We were using an old version of Splunk (ver 5) and have since updated to the ver 6.2.4 and now our failed login attempts search string no longer works and I can't figure out why. Here is what we have:
source="WinSecurity" "EventCode=4776" AND "Audit Failure" NOT (Logon_Account="*$" OR Logon_account="*$") | eval "User_Account" = coalesce(Logon_Account,Logon_account) | stats count by User_Account |sort 20 -count | search count > 15
We have several domain controllers and used to get all of the logs. Now I get nothing and it was working before. The only thing I think I see is that there is no longer a field called User_Account. I have played around with it, but it won't show me the search count by user anymore. What am I doing wrong? Thanks Keith
Do you get any result after just putting :
If not please that means you need to provide an index name.

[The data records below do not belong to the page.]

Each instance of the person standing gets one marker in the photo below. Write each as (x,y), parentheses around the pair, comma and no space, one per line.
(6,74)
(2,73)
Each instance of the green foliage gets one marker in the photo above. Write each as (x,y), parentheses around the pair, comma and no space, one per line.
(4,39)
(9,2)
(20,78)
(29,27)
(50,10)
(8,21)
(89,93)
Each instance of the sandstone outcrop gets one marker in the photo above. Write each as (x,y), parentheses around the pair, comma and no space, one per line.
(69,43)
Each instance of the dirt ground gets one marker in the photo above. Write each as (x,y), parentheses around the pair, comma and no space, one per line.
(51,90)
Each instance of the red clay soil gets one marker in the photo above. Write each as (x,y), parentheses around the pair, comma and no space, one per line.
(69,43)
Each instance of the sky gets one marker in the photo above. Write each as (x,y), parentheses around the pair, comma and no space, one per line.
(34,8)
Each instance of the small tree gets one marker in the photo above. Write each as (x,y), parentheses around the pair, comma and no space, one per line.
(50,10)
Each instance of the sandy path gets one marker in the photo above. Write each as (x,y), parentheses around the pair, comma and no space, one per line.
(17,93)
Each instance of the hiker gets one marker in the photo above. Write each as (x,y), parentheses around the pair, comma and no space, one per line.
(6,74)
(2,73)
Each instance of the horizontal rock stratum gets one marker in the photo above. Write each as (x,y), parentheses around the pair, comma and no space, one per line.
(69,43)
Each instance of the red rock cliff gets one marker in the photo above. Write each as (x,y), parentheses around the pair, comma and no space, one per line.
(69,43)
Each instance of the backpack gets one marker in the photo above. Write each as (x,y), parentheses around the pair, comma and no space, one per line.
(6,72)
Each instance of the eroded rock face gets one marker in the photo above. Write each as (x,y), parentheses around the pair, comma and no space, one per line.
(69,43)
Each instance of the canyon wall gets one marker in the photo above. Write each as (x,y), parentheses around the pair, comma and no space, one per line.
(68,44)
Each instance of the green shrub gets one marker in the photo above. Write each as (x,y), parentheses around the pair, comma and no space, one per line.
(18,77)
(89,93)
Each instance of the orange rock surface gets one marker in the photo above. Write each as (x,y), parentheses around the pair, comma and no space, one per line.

Refer this - http://answers.splunk.com/answers/71694/search-without-index-not-working.html
Yes I get 6K results, but I want to see just the ones that are over 15 times in a hr
add as - for hourly buckets
|bucket _time span=1h |
Also if this filed is not available "User_Account", on which field do you want the stats to run?
The inputs.conf format for Windows eventlogs changed from splunk v5 to splunk v6. Did you uprade the version of the UF on your domain controller? If so, you'll have to use the new inputs.conf format on them which is included in the newest SplunkTAwindows.